PPS (probability proportional to size) sampling
Larger units (e.g., big firms, populous cities) have a selection probability proportional to their size. Often used in business surveys.
- Probability sampling: every unit has known P > 0 of selection.
- Bias = E[estimator] − true value; sampling design affects both bias and variance.
- Stratification almost always reduces variance; clustering usually increases it but reduces cost.
- Design effect (Deff): ratio of variance under chosen design to variance under SRS of same size.
Non-probability sampling
Common in practice but generally not suitable for unbiased inference:
- Convenience sampling: easiest-to-reach units (subjects walking into a clinic).
- Quota sampling: meet pre-specified counts in each category (gender, age) without random selection.
- Purposive / judgement sampling: expert chooses "representative" units.
- Snowball sampling: subjects refer further subjects (used for hidden populations).
Use these methods cautiously and supplement with sensitivity analyses.
Sources of error
Survey error decomposes into:
- Sampling error: variability from drawing one sample rather than another. Decreases as 1/√n.

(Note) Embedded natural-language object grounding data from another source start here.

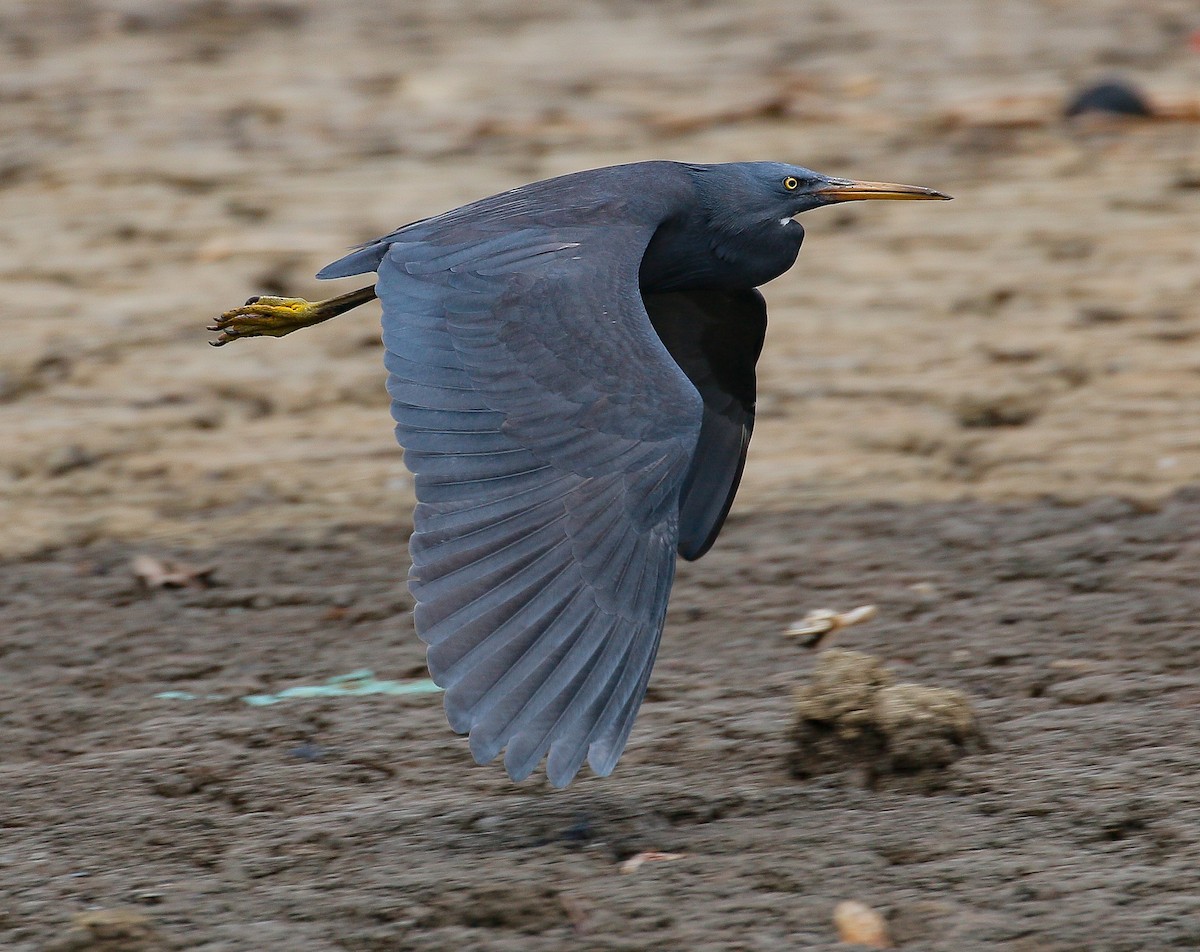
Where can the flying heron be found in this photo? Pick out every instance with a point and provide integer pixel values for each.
(571, 367)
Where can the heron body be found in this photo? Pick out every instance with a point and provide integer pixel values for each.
(571, 366)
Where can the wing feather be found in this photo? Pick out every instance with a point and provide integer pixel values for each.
(550, 450)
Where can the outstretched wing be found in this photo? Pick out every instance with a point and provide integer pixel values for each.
(715, 336)
(550, 433)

- Non-sampling error: bias from non-response, measurement, processing, frame errors. Often dominates sampling error in real surveys.
- Selection bias: systematic exclusion of certain units (e.g., voluntary online polls).
- Response bias: subjects misreport (social desirability, recall error).
- Coverage bias: sampling frame omits part of target population.
The total survey error framework combines these into one accounting.
Sample size determination
For estimating a mean with margin of error E at confidence level 1 − α:
n = (z_ σ / E)²
For estimating a proportion p:
n = (z_)² p(1 − p) / E²
Conservative choice p = 0.5 maximises p(1 − p) and gives an upper bound on required n.
Example: for a 95% CI of width ±0.03 on a proportion (so E = 0.03), n ≈ 1.96² × 0.25 / 0.03² ≈ 1068. This is why national polls commonly use n ≈ 1000.
Estimators and their variances
| Design | Estimator of mean | Variance |
|---|---|---|
| SRS (without replacement) | X̄ | (σ²/n)(1 − n/N) |
| Stratified | Σ(Nᵢ/N) X̄ᵢ | Σ(Nᵢ/N)² · (σᵢ²/nᵢ)(1 − nᵢ/Nᵢ) |
| Cluster (equal clusters) | overall mean | Var depends on intra-cluster correlation ρ |
| Ratio estimator | X̄_y/X̄_x · μ_x | Approximate by Taylor expansion |
Ratio and regression estimation
When an auxiliary variable x with known mean μ_x is available, use:
- Ratio estimator: μ̂_y = (ȳ/x̄) μ_x. Efficient when y and x are nearly proportional.
- Regression estimator: μ̂_y = ȳ + b(μ_x − x̄). Efficient when y is linear in x.
Both reduce variance by exploiting correlation between y and x.
Three foundational warnings about polls:
- A poll with a 3% margin of error is only as good as its sample design; non-response can swamp this.
- Online voluntary polls are not probability samples and may misrepresent populations even with very large n.
- A confidence interval describes uncertainty about a single parameter at a single moment — not a forecast of the next election.
Real-world examples
- Pakistan's HIES (Household Integrated Economic Survey) uses stratified two-stage cluster sampling: districts → enumeration blocks → households.
- US Current Population Survey (CPS) samples about 60,000 households monthly using stratified multi-stage design; produces national unemployment estimates.
- Indian NFHS combines stratified two-stage cluster designs with state-level oversampling.
Mastery of these designs — and of their weaknesses — separates a competent statistician from one who simply applies formulas.